The liver is a highly metabolic organ with a great potential of regeneration. Beside mitogenic signals via hepatotrophic growth factors like EGF (epidermal growth factor), HGF (hepatocyte growth factor) and ALR, liver regeneration is also triggered through metabolites of intracellular reactive oxygen species (ROS) and anti-apoptotic mechanisms. Aim of this study was to investigate the protective effect of ALR in vitro against different hepatotoxic agents. Primary human hepatocytes (phH) and hepatic cell lines were exposed to different concentrations of ethanol, 5-FU and actinomycin D and (pre) co-incubated with or without ALR. The influence on cell proliferation was analyzed by MTT assay. As an indicator of irreversible cell death, the leakage of intracellular LDH into the culture medium was measured as well as the intracellular GSH (glutathione)/GSSG (oxidized glutathione) ratio (indicator of cellular oxidative stress).
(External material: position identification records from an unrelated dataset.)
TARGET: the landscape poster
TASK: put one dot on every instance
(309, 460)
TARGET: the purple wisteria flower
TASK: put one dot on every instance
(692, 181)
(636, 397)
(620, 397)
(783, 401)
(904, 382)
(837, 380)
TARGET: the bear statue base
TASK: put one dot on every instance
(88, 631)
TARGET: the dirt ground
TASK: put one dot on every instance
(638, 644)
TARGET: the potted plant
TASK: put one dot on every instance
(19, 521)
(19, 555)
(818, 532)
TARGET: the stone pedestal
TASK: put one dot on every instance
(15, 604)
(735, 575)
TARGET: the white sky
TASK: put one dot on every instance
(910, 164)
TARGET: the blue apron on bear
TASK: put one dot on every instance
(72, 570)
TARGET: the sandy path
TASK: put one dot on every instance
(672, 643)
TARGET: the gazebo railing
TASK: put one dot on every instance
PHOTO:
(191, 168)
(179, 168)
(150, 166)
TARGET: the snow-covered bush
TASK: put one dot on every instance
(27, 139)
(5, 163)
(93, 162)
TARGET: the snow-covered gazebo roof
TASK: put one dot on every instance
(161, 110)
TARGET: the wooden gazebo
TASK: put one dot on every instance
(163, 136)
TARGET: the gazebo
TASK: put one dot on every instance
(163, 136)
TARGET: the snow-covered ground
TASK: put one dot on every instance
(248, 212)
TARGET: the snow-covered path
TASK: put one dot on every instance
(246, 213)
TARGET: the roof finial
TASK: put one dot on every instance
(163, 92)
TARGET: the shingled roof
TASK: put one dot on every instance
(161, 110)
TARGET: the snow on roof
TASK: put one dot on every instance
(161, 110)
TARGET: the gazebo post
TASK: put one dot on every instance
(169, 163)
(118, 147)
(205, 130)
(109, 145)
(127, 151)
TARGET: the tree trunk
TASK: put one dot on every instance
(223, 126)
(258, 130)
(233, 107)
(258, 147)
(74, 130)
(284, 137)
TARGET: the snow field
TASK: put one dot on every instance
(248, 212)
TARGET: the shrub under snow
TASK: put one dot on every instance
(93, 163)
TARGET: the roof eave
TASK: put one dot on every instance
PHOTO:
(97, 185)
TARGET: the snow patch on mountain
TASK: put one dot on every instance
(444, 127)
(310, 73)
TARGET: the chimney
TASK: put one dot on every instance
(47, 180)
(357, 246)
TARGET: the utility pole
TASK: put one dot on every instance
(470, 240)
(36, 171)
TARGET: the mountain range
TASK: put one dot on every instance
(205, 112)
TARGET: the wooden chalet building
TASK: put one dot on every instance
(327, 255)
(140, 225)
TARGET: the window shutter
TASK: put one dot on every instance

The amount of induced apoptosis was evaluated by FACS analysis with propidium iodid (PI) staining. In Western Blot studies the corresponding signal pathways were analyzed. Pre-incubation of culture media with rhALR showed an increase in proliferation of HepG2 cells and primary human hepatocytes. The collected data revealed a concentration dependent increase of cell damage by ethanol, ActD and 5-FU as well as a protective effect of rhALR (FACS analysis, enzyme leakage). Anti-apoptotic effects of rhALR were shown by increased phosphorylation of Akt and phosphorylation of GSK-3ß, a downstream protein of the Akt/PKB survival pathway. In summary, we have demonstrated that rhALR acts liver specific and excerts not only mitogenic but also protective effects through the PI3K/AKT signaling pathway.